Subject to customary limitations, qualifications, notice and cure provisions: failure to pay principal or interest on the outstanding amount of the Facility; breach of any covenants; bankruptcy events; any of the Loan Documents shall cease to be in full force and effect (only if such failure results in the security interest purported to be created by the security documents ceasing to be enforceable against a material portion of the collateral); termination of the Merger Agreement by the Borrower.
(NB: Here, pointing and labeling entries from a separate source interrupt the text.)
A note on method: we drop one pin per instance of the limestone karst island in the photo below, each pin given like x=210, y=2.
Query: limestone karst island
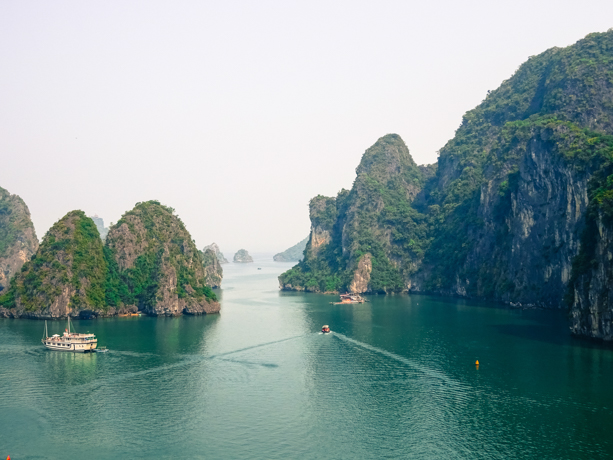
x=452, y=299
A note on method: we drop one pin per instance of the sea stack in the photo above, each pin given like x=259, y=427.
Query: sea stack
x=213, y=273
x=155, y=265
x=242, y=256
x=18, y=242
x=215, y=248
x=66, y=276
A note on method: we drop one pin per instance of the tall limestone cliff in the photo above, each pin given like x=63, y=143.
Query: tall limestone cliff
x=517, y=208
x=508, y=203
x=18, y=242
x=155, y=265
x=293, y=254
x=215, y=248
x=213, y=273
x=242, y=257
x=100, y=226
x=367, y=239
x=66, y=275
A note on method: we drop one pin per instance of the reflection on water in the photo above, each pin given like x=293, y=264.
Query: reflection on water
x=395, y=378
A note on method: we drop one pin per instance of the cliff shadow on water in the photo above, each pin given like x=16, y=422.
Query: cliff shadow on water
x=516, y=210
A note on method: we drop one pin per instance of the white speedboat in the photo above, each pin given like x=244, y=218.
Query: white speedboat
x=70, y=341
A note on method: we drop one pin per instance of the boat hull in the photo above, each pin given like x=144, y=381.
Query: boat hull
x=72, y=347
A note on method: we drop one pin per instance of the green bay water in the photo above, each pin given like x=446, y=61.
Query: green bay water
x=395, y=379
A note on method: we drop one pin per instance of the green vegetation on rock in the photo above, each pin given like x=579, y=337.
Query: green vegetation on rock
x=522, y=189
x=67, y=272
x=375, y=219
x=149, y=263
x=18, y=240
x=154, y=263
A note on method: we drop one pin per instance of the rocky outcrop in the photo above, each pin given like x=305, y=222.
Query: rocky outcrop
x=18, y=242
x=154, y=264
x=293, y=254
x=591, y=295
x=65, y=276
x=361, y=277
x=530, y=213
x=213, y=273
x=215, y=248
x=100, y=226
x=243, y=257
x=374, y=218
x=505, y=213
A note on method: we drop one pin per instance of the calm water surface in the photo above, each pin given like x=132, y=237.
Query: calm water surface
x=395, y=379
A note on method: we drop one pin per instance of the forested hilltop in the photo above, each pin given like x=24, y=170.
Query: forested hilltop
x=148, y=263
x=517, y=209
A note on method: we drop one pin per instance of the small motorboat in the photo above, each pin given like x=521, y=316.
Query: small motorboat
x=349, y=299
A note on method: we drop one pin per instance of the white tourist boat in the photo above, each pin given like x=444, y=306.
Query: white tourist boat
x=70, y=341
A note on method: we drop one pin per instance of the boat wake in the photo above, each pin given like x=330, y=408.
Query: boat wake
x=410, y=363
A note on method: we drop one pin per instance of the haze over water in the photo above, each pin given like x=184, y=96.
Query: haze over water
x=395, y=379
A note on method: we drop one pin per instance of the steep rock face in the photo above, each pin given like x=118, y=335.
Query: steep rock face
x=510, y=193
x=517, y=209
x=361, y=277
x=100, y=225
x=527, y=220
x=18, y=242
x=374, y=217
x=66, y=275
x=591, y=295
x=213, y=273
x=215, y=248
x=154, y=264
x=242, y=256
x=293, y=254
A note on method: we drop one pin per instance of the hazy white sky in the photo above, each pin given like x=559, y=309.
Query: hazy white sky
x=236, y=113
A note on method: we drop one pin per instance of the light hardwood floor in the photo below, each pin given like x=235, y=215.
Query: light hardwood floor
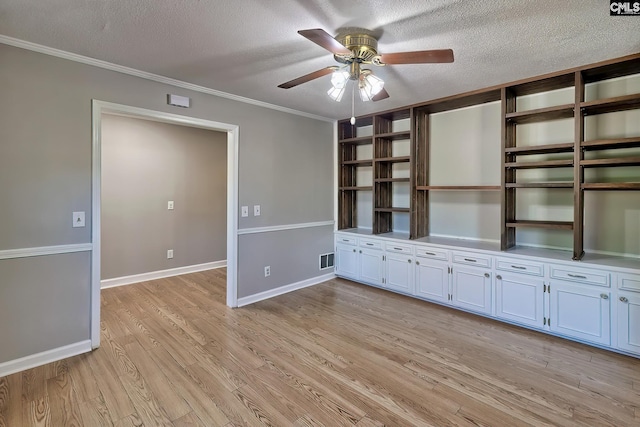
x=334, y=354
A breach of a covenant and event of default can only be triggered by actions explicitly approved by a majority of the directors and opposed by N. Malone Mitchell 3rd.

Expenses:

 

The Borrower shall pay (a) all reasonable and documented out-of-pocket expenses of the Lender in connection with the preparation, execution, delivery, and administration of the Loan Documents and any amendment or waiver with respect thereto (including the reasonable and documented fees, disbursements and other charges of one firm of outside counsel) up to a maximum of $50,000.00, and (b) all documented out-of-pocket expenses of the Lender (including the fees, disbursements and other charges of outside counsel) in connection with the enforcement of the Loan Documents.

 


 

Indemnification:

 

The Lender (and its affiliates and officers, directors, employees, advisors and agents) will have no liability for, and will be indemnified and held harmless against, any loss, liability, cost or expense incurred in respect of the financing contemplated hereby or the use or the proposed use of proceeds thereof (except to the extent found in a final judgment by a court of competent jurisdiction to have resulted from the gross negligence

or willful of misconduct the indemnified party).

Governing Law:

 

The Loan Documents will be governed by the internal laws of the State of Texas.